The All India Institute of Medical Sciences (AIIMS) is iconic in the landscape of Indian healthcare. Established in the early years of independence, this enormous public teaching hospital rapidly gained fame for the high-quality treatment it offered at a nominal cost; at present, an average of ten thousand patients pass through the outpatient department each day. With its notorious medical program acceptance rate of less than 0.01%, AIIMS also sits at the apex of Indian medical education. To be trained as a doctor here is to be considered the best.
In what way does this enduring reputation of excellence shape the institution's ethos? How does elite medical education sustain India's social hierarchies and the health inequalities entrenched within? In the first-ever ethnography of AIIMS, Anna Ruddock considers prestige as a byproduct of norms attached to ambition, aspiration, caste, and class in modern India, and illustrates how the institution's reputation affects its students' present experiences and future career choices. Ruddock untangles the threads of intellectual exceptionalism, social and power stratification, and health inequality that are woven into the health care taught and provided at AIIMS, asking what is lost when medicine is used not as a social equalizer but as a means to cultivate and maintain prestige.
About the author
Anna Ruddock is a medical anthropologist, writer, and disability activist.

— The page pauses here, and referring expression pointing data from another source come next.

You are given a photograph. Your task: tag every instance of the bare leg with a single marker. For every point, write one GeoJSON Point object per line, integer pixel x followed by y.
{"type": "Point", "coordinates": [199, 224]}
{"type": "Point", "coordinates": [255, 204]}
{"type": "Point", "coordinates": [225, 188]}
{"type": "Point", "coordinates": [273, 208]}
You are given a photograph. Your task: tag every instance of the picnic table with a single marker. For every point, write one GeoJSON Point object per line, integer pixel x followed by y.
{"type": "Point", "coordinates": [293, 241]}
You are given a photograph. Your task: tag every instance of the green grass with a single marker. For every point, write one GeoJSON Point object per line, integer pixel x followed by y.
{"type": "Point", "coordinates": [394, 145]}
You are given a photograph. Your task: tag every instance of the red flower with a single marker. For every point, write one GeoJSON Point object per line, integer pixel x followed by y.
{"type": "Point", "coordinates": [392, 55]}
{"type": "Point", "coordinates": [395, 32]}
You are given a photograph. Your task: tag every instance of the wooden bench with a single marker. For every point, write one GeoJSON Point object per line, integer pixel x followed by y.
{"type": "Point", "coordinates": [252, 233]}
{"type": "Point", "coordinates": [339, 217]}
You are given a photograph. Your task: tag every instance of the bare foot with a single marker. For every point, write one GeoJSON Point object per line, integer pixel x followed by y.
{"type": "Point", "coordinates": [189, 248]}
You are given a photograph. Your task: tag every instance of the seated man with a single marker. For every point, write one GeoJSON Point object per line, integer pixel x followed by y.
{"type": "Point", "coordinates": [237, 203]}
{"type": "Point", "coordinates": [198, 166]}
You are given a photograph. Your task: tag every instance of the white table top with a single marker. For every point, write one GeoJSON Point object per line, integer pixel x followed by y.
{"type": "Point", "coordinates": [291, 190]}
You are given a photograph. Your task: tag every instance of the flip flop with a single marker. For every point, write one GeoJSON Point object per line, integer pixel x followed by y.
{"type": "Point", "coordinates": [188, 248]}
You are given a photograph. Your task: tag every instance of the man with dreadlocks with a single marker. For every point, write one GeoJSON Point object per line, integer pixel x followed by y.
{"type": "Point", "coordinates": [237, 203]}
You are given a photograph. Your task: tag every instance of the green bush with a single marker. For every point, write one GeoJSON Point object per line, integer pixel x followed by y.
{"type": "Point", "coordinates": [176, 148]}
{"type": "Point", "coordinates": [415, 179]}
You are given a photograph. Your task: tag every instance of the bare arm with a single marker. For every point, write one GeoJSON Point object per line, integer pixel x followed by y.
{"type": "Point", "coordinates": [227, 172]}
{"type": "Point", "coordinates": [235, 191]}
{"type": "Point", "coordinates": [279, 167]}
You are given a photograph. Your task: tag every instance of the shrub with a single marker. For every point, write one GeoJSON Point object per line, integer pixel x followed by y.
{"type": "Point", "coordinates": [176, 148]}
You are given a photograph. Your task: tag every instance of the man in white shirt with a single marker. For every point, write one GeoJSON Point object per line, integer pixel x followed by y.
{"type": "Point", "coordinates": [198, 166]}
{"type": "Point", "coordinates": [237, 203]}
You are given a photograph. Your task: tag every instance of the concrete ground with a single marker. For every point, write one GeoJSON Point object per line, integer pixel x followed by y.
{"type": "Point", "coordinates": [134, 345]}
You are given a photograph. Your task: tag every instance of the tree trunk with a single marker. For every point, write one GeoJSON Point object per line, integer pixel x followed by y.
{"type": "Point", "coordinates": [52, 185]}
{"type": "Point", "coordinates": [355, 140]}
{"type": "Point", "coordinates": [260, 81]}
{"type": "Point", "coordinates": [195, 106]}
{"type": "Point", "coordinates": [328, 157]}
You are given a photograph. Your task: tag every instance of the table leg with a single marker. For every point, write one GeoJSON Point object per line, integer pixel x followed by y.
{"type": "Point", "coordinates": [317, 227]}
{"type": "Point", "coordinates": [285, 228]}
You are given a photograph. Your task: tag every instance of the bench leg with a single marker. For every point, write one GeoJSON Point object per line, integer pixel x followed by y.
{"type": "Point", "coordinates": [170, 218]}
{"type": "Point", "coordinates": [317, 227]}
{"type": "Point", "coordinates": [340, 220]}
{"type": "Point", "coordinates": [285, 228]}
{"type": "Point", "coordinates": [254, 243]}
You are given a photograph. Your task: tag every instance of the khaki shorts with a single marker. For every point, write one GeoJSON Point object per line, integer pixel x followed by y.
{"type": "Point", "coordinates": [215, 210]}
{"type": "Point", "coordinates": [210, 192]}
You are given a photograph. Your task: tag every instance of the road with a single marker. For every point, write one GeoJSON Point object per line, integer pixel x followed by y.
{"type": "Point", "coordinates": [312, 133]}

"Who is medical education really for? What do medical schools actually teach? This quietly devastating study of India's 'best' medical school, and the 'best' students who attend it, reveals how good intentions and entrenched ideas about value and merit combine to produce fragmented, expensive, ill-distributed and disrespectfully delivered medical care. Special Treatment illuminates troubling patterns that extend well beyond contemporary India."
—Claire Wendland, University of Wisconsin-Madison
"Special Treatment is a valuable, much-needed addition to the sparse body of ethnographic work on elite institutions of professional education. Anna Ruddock has crafted a sensitive and sympathetic—yet nuanced and critical—account of how the best-regarded doctors in the country are trained at the All India Institute of Medical Sciences. This book overcomes the daunting difficulties of studying a powerful 'institution of excellence' and illuminates its functioning without descending into hagiography."
—Satish Deshpande, Delhi University
"Ruddock's description of the overcrowded out-patient departments at AIIMS; and the common (though not exclusive) attitude of the faculty and students that patients are 'interesting cases', with little understanding of the social context of disease and healing, will be familiar to medical students from any government college in the country... A single institution cannot be expected to change the medical culture in the entire country, as Ruddock says, yet it is sad that AIIMS has not used its privileged position to show the way."